« Dictionnaire Cervantès », de Jean Canavaggio : une obsédante présence

Don Quichotte et Sancho Pansa, dessin d’Honoré Daumier, XIXe siècle.

« Dictionnaire Cervantès », de Jean Canavaggio, Bartillat, 574 p., 28 €.

Plus que d’autres écrivains de son temps, Cervantès (1547-1616) a laissé dans les œuvres nées de son imagination les traces de ce que Jean Canavaggio a caractérisé comme un « autobiographisme épisodique et fragmenté ». Et ce, non seulement dans les prologues adressés aux lecteurs, mais aussi dans les récits eux-mêmes. La captivité de Ruy Pérez de Viedma, dans la première partie de Don Quichotte, ou celle de Ricaredo, dans la Nouvelle de l’Espagnole anglaise, font ainsi écho, avec les différences et écarts exigés par la fiction, aux années passées par Cervantès dans les prisons des Barbaresques.

Jusqu’à la découverte d’archives documentant certains épisodes de sa vie, c’est la présence dans les œuvres de ce moi dédoublé qui a nourri les biographies de l’auteur. Déduites des textes ou enrichies par les archives, elles ont enchaîné les vies successives de Cervantès, qui fut, au fil des années, soldat en Italie, captif à Alger, munitionnaire et collecteur d’impôts, emprisonné à Séville pour dettes à l’égard du Trésor royal, poète précoce, dramaturge malheureux et, finalement, l’auteur de nouvelles et d’histoires qui inventèrent la modernité littéraire. En 1986, en publiant sa biographie de Cervantès (Mazarine), plusieurs fois révisée et rééditée, Jean Canavaggio a donné le chef-d’œuvre d’un genre inépuisable.

Vies posthumes des œuvres et de leur auteur

Aujourd’hui, avec le Dictionnaire Cervantès (publié également en espagnol dans un plus grand format), le projet est autre. L’ordre alphabétique substitue à la continuité biographique des éclats de vie, des fragments d’existence, produits par les hasards des circonstances ou les aléas de l’histoire. La forme du dictionnaire est ainsi un puissant antidote contre l’illusion biographique. De plus, elle incite à décrire les vies posthumes des œuvres et de leur auteur. Jean Canavaggio l’avait fait en 2005 avec Don Quichotte du livre au mythe. Quatre siècles d’errance (Fayard). Le dictionnaire amplifie le propos en identifiant les multiples formes de l’obsédante présence cervantine (et pas seulement donquichottesque) entre le XVIIe siècle et aujourd’hui.

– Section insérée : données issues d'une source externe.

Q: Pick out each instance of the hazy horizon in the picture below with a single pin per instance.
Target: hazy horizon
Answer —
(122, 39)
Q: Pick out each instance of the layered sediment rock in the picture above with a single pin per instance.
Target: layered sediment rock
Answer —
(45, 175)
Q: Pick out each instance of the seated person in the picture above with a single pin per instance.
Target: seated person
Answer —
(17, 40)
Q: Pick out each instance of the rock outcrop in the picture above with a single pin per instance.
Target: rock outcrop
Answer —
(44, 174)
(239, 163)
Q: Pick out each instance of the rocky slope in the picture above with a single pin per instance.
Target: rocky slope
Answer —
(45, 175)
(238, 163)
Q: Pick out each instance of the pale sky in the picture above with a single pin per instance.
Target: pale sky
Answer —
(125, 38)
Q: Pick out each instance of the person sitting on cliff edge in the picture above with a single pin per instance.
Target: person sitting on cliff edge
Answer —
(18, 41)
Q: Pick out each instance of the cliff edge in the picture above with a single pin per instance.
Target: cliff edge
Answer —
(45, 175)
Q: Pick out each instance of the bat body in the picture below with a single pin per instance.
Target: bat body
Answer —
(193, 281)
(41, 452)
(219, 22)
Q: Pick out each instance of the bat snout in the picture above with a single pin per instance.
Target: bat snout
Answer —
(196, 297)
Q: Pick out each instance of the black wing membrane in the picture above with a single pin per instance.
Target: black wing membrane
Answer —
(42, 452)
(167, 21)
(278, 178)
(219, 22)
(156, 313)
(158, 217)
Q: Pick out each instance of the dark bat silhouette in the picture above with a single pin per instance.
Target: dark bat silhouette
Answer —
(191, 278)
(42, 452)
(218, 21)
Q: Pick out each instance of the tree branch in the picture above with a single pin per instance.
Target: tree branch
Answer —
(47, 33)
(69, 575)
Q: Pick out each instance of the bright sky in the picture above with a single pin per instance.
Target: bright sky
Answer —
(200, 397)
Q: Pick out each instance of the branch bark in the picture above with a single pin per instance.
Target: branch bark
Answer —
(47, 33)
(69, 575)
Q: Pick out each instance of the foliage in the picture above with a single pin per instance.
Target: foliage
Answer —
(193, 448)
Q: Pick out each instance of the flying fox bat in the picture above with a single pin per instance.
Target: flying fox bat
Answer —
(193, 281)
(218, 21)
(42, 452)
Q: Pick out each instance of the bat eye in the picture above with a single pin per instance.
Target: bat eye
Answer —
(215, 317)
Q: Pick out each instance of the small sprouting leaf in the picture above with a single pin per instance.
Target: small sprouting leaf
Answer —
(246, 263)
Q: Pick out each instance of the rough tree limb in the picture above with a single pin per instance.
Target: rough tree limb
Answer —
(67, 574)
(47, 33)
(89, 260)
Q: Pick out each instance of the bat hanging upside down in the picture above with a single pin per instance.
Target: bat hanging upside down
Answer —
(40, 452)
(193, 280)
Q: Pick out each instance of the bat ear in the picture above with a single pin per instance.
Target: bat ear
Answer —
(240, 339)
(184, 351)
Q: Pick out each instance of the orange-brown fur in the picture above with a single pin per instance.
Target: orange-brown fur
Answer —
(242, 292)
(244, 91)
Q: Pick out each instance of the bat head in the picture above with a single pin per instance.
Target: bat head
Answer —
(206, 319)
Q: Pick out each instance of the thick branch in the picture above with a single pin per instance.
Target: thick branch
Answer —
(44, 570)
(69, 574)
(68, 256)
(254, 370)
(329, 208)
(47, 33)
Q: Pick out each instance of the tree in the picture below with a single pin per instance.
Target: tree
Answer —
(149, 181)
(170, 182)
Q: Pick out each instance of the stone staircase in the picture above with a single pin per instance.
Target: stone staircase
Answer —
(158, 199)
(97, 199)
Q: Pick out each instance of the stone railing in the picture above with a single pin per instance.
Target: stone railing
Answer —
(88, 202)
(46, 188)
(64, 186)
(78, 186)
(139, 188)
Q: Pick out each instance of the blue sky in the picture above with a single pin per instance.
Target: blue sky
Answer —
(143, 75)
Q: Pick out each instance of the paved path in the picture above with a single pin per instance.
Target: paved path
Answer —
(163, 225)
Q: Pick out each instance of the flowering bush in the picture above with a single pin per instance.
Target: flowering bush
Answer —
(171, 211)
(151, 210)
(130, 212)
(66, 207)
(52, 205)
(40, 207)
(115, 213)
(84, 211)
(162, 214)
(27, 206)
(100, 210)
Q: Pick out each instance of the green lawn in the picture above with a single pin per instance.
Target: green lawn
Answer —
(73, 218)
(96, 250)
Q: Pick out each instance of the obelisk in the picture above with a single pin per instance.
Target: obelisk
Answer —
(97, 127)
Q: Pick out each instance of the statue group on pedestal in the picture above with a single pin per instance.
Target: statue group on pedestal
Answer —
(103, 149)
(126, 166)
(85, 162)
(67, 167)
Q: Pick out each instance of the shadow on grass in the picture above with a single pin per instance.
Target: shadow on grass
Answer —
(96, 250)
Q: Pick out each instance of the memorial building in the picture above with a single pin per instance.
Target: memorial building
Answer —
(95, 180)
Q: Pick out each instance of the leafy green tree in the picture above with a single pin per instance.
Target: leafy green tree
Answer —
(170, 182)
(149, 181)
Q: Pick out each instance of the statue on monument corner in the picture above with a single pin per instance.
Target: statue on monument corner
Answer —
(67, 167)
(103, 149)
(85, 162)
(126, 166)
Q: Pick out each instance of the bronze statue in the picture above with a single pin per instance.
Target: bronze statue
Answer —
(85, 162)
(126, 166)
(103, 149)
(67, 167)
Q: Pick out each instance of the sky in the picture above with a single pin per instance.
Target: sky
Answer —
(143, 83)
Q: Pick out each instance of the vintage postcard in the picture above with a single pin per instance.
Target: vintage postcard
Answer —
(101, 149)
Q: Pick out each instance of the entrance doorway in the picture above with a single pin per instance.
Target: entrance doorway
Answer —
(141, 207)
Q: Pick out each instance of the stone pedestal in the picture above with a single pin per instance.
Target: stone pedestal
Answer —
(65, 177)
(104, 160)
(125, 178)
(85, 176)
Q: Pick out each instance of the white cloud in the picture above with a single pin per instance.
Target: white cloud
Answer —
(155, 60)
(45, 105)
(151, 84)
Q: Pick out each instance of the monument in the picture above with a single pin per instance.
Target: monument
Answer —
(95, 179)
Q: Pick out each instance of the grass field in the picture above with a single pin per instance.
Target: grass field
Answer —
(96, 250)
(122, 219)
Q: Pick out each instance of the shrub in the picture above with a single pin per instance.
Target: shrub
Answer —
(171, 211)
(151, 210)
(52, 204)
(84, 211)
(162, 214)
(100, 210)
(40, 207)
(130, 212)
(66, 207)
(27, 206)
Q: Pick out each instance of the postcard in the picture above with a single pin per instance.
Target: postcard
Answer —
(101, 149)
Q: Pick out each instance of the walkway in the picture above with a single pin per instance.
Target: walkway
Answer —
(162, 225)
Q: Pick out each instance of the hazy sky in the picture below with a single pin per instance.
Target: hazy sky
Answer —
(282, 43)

Il est plusieurs manières de lire les 132 entrées de ce dictionnaire. « A sauts et à gambades », comme disait Montaigne, en laissant le hasard guider la traversée du livre, ou bien en recomposant les pièces dispersées de la mosaïque. Un premier parcours peut ainsi mener des lieux des vies de Cervantès à la société de son temps, celle de l’Inquisition, des nouveaux chrétiens persécutés, des Morisques expulsés. On y rencontrera les membres de sa famille, ses protecteurs ou ses contemporains (et, parmi eux, l’ennemi juré, Lope de Vega). Une autre voie est celle des lectures, tant celles de Cervantès, autant qu’on puisse les identifier à partir des œuvres elles-mêmes, que celles de ses très nombreux lecteurs, écrivains (Tourgueniev, Flaubert, Kafka, Borges ou Rushdie), philosophes (Ortega y Gasset, Unamuno, Foucault) ou psychanalystes (Freud, Helene Deutsch, Marthe Robert).